Банка рванула знатно. Я и подумать не мог, что в столь небольшом объёме помещается так много содержимого. Жир, бульон и ошмётки мяса разлетелись как шрапнель, поражая всё живое.

Павлов, лишившись обзора, ударил по тормозам.

— Идиоты! — выскочил он из кабины, стряхивая с себя останки несчастного животного, чей труп не сумел обрести покоя даже в тушёном виде.

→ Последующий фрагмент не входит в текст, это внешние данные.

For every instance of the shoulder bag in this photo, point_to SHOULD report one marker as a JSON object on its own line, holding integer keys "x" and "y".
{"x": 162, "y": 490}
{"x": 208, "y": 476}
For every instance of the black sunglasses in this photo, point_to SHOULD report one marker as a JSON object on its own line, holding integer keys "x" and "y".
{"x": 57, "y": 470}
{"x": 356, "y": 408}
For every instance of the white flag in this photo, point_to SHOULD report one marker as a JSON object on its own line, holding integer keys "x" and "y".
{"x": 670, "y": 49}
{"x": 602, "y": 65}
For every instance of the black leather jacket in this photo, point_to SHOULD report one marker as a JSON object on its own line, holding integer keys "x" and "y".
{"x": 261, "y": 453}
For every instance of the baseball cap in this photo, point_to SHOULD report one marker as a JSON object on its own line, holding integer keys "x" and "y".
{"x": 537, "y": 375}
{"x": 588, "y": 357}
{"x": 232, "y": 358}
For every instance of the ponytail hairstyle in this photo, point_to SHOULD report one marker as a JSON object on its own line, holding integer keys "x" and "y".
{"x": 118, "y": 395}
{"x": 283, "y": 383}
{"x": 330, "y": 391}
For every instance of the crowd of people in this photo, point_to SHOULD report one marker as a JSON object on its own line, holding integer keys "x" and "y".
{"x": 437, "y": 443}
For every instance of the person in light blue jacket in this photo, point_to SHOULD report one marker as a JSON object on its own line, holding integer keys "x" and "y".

— Э-эй, — отложил Станислав автомат и, проведя пальцем по внутренностям раскуроченной банки, засунул скромный улов в рот. — А неплохо, с дымком.

— Пикантно, — согласился я, слизнув с рукава несколько поражающих элементов взрывного устройства. — Нотки гексогена не хватает, для терпкости.

— Убирайте! — швырнул нам Павлов по тряпке. — Совсем из ума выжили?! Чёрт бы вас побрал, — чуть не плача обратил он взор на заляпанную винтовку и принялся оттирать её, позабыв о свисающих с собственных ушей ошмётках.

— Да забей, — посоветовал Станислав, обтерев лицо. — Это ж дополнительная защита от влаги.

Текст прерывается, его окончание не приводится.